Dans son discours aux diplomates africains à Ottawa juste avant la pandémie, le Premier ministre a cité l’héritage de son père sur le continent. Sans surprise, il a ignoré l’indifférence de Pierre Trudeau face à la violence portugaise – alimentée par les armes du programme d’entraide du Canada et de l’OTAN – contre les mouvements de libération en Angola, au Mozambique et en Guinée-Bissau. Plus controversé, il a fallu plus d’une décennie après que Trudeau a été élu premier ministre de son gouvernement pour abroger l’accord commercial Canada-Afrique du Sud. En 1979, Ottawa a mis fin aux taux de droits préférentiels au régime d’apartheid, mais il s’agissait autant d’une décision économique⁠ (la balance commerciale favorisait l’Afrique du Sud) que d’une réprimande pour ses politiques racistes. En octobre 1982, le gouvernement Pierre Trudeau a obtenu 4,91% des voix, ce qui a permis aux puissances occidentales de gagner 51 minces. Majorité de 9% en faveur de la demande de l’Afrique du Sud d’un crédit du Fonds monétaire international d’un milliard de dollars. 68 membres du FMI se sont opposés au prêt, tout comme 121 pays lors d’un vote non contraignant à l’Assemblée générale des Nations Unies.

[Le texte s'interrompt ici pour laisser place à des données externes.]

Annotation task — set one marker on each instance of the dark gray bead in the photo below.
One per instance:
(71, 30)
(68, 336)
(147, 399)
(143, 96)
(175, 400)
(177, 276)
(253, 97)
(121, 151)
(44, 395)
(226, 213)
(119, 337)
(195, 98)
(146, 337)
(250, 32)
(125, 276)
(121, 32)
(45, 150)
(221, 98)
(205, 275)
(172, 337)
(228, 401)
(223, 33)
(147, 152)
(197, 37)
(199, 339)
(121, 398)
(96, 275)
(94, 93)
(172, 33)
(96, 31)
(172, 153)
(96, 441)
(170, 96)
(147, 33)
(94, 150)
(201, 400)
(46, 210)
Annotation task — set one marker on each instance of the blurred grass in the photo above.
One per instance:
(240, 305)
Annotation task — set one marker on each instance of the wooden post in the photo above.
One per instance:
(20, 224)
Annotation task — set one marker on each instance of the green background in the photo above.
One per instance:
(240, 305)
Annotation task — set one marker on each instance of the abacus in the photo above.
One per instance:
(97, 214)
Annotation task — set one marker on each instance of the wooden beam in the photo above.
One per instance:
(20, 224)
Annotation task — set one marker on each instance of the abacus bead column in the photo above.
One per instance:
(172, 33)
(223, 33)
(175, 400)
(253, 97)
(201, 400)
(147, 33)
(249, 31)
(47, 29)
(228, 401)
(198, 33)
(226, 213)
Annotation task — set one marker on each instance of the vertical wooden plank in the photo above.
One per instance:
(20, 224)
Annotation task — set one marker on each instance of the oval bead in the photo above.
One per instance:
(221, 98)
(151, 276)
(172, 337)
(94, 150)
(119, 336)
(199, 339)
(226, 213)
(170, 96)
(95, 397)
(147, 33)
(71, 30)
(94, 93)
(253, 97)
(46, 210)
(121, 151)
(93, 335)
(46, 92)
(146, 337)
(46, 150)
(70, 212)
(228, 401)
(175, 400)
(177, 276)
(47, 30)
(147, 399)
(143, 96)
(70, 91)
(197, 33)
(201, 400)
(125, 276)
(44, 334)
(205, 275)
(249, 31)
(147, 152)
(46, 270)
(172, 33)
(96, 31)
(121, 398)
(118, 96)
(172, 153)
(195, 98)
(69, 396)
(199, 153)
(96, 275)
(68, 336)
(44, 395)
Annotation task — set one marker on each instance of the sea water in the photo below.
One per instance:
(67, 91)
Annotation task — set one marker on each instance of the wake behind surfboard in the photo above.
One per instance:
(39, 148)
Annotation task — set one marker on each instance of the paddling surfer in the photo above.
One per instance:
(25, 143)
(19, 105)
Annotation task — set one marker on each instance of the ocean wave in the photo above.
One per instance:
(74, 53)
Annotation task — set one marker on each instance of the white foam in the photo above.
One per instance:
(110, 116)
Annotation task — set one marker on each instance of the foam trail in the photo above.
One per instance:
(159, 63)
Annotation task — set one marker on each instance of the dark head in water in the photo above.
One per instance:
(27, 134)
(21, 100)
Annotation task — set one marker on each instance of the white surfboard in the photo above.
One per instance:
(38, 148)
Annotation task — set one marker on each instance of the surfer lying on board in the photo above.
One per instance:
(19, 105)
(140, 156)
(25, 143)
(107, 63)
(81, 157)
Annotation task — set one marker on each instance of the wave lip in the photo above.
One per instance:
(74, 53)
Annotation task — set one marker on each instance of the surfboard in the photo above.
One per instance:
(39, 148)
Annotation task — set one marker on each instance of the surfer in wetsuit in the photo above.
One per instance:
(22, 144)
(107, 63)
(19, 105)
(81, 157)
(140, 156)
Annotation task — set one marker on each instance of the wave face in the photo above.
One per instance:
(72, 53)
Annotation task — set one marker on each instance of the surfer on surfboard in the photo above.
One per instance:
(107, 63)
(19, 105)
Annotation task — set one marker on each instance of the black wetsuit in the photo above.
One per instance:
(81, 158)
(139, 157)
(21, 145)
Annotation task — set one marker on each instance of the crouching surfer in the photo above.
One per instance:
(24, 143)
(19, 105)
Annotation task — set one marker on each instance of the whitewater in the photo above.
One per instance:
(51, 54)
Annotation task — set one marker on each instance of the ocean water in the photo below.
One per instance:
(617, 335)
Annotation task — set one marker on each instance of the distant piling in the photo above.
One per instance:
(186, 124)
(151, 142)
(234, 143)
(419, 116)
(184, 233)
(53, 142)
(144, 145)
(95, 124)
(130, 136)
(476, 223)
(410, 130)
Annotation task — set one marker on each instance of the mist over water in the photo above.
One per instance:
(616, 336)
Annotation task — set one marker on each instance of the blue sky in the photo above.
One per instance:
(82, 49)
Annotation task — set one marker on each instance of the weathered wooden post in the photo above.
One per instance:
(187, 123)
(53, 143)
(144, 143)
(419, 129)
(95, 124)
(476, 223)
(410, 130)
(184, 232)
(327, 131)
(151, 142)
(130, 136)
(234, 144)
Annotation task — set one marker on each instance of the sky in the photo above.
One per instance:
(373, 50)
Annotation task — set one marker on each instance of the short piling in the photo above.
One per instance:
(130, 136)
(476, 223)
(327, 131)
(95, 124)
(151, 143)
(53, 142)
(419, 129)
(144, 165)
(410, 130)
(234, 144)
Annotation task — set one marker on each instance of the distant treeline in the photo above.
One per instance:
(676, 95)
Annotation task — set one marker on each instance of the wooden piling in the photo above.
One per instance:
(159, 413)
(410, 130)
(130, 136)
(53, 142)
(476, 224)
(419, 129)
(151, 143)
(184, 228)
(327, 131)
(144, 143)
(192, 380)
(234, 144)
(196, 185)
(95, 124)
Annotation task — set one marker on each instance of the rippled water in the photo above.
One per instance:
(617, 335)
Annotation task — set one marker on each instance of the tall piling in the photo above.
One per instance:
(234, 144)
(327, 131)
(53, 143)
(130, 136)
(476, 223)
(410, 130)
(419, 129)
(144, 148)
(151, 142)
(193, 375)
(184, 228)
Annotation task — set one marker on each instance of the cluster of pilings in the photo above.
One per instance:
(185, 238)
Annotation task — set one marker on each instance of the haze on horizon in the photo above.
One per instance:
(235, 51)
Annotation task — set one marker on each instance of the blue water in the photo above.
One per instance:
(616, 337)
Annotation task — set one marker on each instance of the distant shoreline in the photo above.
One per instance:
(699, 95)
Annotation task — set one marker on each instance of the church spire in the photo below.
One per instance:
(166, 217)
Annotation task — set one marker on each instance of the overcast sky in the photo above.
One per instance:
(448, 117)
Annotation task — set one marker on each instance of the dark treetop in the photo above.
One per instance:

Lors d’une réunion du Commonwealth en 1977, Pierre Trudeau a esquivé les questions de la presse sur l’Afrique du Sud post-Soweto, suggérant que le régime brutal d’Idi Amin en Ouganda devrait être discuté avec l’Afrique australe. Mais, six ans plus tôt, le gouvernement Trudeau soutenait passivement le putsch soutenu par Amin contre le chef de l’indépendance Milton Obote, qui avait nationalisé certaines entreprises canadiennes. Le gouvernement a répondu aux demandes de renseignements des députés de l’opposition au Parlement sur l’évolution de la situation en Ouganda et si le Canada accorderait la reconnaissance diplomatique au nouveau régime militaire. Moins d’une semaine après la destitution d’Obote, le ministre des Affaires extérieures, Mitchell Sharp, et le premier ministre Trudeau ont laissé passer ces occasions de dénoncer l’usurpation du pouvoir par Amin.